The outcomes were reassuring: marine omega-3 fatty acid intake was linked to a significant drop in heart attacks.
One-and-half servings per week of dietary fish intake showed the maximum heart health benefits, but higher dietary fish intake didn’t help more.
The greatest decrease in heart attacks was seen in African-Americans.
The benefit of 1 gram of omega-3 fish oil supplementation showed a small decrease in major cardiovascular events like stroke and death from cardiovascular disease.
Vitamin D3 or cholecalciferol intake at a dose of 2000 IU per day showed a significant decrease of death from cancer for those who took it for at least two years.
However, supplementation with vitamin D3 capsules didn’t significantly lower incidence of any type of cancer or cardiovascular disease.
Dr. JoAnn Manson, the study’s first author, said:
“The pattern of findings suggests a complex balance of benefits and risks for each intervention and points to the need for additional research to determine which individuals may be most likely to derive a net benefit from these supplements.”
Dr.
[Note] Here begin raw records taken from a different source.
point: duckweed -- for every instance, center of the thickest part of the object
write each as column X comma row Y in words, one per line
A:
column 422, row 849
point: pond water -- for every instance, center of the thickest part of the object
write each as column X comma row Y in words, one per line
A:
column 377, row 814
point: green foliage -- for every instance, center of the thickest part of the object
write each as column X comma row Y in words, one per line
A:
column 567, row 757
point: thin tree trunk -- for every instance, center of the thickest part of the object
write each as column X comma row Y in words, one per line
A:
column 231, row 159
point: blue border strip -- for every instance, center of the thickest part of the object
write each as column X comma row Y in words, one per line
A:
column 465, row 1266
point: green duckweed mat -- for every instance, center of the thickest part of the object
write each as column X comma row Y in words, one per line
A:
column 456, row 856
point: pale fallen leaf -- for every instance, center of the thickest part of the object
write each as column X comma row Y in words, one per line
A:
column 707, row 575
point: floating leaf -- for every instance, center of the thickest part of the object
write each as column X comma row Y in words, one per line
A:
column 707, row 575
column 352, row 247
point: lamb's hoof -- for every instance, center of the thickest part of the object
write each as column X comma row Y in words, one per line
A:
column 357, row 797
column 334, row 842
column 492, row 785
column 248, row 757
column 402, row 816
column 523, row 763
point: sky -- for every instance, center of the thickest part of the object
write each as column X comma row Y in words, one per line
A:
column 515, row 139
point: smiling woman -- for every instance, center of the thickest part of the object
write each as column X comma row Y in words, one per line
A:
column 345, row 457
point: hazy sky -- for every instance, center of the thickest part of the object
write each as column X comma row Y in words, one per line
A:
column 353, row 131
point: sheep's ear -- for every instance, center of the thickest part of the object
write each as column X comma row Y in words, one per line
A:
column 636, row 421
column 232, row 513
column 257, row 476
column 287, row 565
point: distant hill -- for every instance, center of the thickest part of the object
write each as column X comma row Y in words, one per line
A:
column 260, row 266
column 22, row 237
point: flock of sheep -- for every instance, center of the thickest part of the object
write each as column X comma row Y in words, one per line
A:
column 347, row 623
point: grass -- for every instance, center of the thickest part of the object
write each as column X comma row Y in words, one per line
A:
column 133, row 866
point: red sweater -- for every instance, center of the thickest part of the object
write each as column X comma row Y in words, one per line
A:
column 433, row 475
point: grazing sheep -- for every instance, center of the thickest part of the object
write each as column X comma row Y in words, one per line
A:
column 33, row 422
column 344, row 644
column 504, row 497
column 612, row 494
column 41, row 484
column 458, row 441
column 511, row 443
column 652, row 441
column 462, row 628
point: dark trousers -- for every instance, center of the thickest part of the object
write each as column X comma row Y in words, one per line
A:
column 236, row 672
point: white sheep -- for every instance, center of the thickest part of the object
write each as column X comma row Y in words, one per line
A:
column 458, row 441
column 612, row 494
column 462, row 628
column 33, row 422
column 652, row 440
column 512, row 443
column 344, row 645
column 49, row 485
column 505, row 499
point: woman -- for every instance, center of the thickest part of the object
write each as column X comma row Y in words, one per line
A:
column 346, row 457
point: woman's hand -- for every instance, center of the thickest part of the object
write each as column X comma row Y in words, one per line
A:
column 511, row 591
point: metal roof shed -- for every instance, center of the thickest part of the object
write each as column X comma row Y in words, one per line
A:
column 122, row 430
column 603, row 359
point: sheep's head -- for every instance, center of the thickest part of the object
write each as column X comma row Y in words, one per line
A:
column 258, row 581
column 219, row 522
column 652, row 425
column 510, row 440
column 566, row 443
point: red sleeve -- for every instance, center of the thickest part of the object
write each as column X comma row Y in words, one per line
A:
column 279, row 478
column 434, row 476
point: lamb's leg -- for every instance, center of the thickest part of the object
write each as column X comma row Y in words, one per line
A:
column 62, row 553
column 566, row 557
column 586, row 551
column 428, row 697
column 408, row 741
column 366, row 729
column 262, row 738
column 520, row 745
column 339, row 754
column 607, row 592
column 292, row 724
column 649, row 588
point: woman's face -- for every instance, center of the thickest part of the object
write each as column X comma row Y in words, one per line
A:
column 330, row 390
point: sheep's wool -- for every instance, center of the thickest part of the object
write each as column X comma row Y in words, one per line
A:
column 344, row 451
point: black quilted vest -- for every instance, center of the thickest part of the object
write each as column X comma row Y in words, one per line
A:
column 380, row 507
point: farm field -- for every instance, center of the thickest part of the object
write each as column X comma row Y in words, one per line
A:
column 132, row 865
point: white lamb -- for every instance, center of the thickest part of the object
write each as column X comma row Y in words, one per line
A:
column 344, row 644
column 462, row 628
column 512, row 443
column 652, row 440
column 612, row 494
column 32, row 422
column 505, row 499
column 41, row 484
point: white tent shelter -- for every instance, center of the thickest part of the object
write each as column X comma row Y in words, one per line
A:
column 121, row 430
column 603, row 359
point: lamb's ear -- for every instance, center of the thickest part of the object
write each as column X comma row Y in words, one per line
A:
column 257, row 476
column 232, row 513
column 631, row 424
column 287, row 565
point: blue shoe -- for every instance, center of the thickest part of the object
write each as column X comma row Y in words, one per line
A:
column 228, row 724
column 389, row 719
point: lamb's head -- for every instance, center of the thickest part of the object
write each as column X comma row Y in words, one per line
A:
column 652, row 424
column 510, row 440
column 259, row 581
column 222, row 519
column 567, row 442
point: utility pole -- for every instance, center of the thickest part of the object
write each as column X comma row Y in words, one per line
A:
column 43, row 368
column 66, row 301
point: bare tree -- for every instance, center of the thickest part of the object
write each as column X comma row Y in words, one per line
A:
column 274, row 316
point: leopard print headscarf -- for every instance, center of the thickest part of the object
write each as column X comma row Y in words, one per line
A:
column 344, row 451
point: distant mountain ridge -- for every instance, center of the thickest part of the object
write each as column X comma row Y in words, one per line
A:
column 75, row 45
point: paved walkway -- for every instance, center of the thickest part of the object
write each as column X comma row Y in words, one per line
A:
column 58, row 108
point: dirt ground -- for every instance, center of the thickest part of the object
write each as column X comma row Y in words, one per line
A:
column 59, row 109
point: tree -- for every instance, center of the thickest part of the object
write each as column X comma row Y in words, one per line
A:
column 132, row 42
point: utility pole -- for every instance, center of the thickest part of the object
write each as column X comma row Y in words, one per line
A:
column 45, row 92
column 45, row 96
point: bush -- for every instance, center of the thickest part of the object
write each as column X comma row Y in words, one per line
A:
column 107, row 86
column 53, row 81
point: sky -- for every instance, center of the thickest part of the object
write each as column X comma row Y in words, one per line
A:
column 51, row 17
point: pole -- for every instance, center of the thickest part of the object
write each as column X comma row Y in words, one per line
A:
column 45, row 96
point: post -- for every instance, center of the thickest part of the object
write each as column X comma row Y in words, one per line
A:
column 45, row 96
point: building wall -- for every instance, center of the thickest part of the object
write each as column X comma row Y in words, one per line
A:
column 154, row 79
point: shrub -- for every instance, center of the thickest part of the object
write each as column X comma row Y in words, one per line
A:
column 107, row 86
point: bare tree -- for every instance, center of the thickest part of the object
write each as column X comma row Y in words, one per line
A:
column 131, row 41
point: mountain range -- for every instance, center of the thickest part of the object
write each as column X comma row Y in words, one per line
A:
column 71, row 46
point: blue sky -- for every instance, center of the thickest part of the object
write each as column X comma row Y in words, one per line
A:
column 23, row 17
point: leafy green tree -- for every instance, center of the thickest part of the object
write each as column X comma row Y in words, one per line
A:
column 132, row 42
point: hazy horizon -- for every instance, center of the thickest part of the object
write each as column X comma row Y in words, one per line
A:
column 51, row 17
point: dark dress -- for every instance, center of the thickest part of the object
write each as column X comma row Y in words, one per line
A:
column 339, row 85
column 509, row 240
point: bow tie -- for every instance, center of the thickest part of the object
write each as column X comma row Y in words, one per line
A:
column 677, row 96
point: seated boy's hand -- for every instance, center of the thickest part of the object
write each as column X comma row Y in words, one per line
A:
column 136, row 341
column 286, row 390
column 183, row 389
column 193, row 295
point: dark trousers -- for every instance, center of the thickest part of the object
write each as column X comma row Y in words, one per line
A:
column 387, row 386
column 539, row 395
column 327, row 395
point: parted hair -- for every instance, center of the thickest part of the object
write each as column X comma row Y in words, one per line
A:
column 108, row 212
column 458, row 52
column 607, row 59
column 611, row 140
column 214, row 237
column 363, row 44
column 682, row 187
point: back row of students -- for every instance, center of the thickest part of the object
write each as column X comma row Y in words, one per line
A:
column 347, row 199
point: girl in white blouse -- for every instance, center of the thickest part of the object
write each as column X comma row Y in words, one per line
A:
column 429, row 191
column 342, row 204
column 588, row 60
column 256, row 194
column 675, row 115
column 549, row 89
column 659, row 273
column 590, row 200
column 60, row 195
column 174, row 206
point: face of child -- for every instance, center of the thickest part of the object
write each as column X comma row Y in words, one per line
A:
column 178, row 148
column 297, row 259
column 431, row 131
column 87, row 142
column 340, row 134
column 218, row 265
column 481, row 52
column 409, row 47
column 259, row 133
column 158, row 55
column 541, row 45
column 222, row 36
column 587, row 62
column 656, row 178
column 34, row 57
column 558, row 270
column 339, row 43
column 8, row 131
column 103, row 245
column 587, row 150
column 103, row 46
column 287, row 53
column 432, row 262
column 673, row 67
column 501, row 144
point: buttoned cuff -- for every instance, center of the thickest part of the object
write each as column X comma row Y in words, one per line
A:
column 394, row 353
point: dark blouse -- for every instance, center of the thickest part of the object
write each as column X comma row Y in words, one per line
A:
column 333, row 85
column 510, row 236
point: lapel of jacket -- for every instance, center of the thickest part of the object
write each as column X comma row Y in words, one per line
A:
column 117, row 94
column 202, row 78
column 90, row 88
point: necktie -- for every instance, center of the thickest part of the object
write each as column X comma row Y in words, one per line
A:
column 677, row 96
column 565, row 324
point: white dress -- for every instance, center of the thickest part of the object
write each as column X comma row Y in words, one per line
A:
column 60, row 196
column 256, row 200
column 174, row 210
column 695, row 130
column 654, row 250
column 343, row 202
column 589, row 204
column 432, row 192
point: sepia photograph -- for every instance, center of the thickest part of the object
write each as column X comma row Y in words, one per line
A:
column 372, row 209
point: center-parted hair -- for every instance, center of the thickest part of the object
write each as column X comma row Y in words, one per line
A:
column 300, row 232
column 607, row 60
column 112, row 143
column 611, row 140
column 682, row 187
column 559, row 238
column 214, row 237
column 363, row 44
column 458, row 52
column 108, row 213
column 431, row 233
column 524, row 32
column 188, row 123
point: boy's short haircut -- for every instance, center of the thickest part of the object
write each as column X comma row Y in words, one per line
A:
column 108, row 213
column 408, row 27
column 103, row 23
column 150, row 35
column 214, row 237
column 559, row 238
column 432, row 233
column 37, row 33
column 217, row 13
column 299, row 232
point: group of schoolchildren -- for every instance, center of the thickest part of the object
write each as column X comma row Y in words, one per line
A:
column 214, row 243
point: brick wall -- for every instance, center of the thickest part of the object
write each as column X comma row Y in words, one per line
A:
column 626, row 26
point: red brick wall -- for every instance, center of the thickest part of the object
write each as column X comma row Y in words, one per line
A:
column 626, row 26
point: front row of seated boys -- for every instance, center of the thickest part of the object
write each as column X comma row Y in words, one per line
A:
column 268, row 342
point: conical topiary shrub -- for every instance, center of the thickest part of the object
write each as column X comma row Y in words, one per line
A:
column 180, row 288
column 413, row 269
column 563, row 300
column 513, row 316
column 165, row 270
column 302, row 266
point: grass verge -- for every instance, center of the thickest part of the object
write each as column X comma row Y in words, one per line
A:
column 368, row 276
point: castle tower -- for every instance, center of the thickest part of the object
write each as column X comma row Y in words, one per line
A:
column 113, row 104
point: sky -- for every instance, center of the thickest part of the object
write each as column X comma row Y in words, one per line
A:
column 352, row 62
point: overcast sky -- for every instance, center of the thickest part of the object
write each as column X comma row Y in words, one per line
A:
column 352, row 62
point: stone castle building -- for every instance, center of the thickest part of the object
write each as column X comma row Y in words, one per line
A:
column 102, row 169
Stephanie Faubion, NAMS medical director, said:
“With heart disease and cancer representing the most significant health threats to women, it is imperative that we continue to study the viability of options that prevent these diseases and help women survive them.”
The 1 gram omega-3 fish oil supplementation used in the VITAL clinical trial was Omacor, a prescription medicine for adults.
The capsule contains 840 milligrams marine omega-3 fatty acids, of which 465 mg is eicosapentaenoic acid (EPA) and 375 mg is docosahexaenoic acid (DHA).
About the author
Mina Dean is a Nutritionist and Food Scientist. She holds a BSc in Human Nutrition and an MSc in Food Science.
The study was presented at the North American Menopause Society (NAMS) Annual Meeting in Chicago (Manson et al., 2019).